SPECTATOR will have to beg readers' forgiveness for indulging in a little schoolboy smuttiness. We can't resist telling you about a notice we received this week promoting Bare Britain - "a new book featuring the best places to go naked in Britain."
It went on to promise to reveal "the best places in the North-East to bare all."
Unfortunately, the only places listed in the North-East as we know it are Druridge Bay and Ross Back Sands, "north of Banburgh (sic)". The author seems to be under the impression that Spurn Point is in the region but we'll just ignore that as typical of a Southern-based PR person who doesn't know their Yorkshire from their Humber.
There are naturist clubs listed in Harrogate and Newcastle (intriguingly call "Tando") but that's about it. Perhaps our weather doesn't encourage naturism.
Best of all though is the name of the lady who penned the gushing prose. I kid you not but she is Gillian Stark. Snigger, snigger.
Infernal thing
SPECTATOR sometimes wishes he had been selected as one of those Grumpy Old Men in the recent BBC television series.
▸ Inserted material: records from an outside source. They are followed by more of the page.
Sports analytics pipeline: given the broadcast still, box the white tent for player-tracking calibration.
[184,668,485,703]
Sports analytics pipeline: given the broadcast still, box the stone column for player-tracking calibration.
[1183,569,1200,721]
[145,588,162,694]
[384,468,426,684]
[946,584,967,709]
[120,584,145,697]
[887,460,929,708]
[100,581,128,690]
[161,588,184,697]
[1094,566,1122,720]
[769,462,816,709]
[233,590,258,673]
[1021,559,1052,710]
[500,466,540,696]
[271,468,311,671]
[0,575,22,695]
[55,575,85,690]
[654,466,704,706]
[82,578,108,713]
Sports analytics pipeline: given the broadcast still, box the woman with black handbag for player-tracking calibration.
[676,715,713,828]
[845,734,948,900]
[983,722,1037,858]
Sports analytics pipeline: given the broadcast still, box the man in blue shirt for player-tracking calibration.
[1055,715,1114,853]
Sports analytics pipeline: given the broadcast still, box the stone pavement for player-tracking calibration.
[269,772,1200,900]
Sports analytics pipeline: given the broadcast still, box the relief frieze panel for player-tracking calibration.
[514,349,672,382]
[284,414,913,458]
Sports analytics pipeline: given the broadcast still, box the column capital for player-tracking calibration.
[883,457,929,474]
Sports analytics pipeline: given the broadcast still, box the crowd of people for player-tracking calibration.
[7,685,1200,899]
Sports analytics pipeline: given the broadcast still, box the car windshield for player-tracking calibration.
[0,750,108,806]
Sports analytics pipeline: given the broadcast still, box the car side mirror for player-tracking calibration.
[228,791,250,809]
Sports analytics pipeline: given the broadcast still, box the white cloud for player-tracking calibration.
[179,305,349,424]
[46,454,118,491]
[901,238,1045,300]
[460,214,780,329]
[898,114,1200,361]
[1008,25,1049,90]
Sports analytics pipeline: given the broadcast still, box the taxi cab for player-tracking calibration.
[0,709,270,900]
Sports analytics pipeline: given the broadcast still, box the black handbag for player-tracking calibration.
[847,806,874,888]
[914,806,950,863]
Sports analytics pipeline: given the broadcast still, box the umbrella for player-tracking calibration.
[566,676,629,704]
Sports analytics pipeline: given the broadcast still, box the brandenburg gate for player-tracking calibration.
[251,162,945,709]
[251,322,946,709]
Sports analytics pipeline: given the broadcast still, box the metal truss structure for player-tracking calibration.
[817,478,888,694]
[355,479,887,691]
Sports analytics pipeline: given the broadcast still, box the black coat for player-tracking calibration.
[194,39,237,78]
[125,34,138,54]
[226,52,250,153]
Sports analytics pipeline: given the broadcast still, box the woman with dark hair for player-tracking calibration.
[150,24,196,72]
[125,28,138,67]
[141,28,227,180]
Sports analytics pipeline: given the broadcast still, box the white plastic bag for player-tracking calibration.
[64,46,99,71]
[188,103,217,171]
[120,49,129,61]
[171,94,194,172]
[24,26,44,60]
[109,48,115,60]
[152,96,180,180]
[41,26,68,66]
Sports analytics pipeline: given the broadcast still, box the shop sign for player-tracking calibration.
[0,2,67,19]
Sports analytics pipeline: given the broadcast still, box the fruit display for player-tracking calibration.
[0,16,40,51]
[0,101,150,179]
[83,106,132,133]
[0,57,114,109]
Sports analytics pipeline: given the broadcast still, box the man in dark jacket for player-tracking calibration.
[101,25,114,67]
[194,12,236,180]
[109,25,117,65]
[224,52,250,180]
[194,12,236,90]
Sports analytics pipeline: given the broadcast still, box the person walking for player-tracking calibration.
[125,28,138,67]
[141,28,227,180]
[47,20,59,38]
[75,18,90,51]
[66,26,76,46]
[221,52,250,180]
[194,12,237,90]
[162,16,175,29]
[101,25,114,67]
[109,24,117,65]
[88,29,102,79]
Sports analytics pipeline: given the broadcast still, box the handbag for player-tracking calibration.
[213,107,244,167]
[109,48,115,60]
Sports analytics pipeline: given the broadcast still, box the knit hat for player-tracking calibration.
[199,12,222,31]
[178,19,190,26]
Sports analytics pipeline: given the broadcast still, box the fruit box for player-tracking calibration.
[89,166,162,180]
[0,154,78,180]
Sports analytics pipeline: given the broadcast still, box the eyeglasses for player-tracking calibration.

He would have had plenty to say on any number of subjects concerning modern life.
Having installed three young tomato plants in a growbag in the greenhouse for the first time in many years in the hope of enjoying some succulent home-grown produce, he invested in a plastic bottle of liquid feed for use at the appropriate time.
Could he get the thing open? No chance, what with one of those childproof caps from the nanny state run by the Health and Safety Executive and a diagram thereon designed to make the user look illiterate whether he or she be aged five or 58.
A frustrated Spectator, who operates on a short fuse at the best of times, resorted to forcing the wretched cap off with a pair of heavy duty kitchen scissors accompanied by language unsuitable for reproduction in a family newspaper.
United in defiance
LIKE old soldiers, bus companies never die but simply fade away.
Sorting through his tie rack the other day, one of Spectator's colleagues chanced upon a smart but long forgotten piece of neckwear once issued to crews by the Darlington-based United company and presented to him by a driver who has been retired these past 12 years.
Far from offering the tie for sale as a possible collectors' item, Spectator's colleague plans to wear it occasionally if only to cock a good natured snook at United's upstart successor Arriva, which consigned the old firm to the history books in the turbulent days following bus deregulation.
Arriva might have something to sing about if, like United, it had been founded in 1912.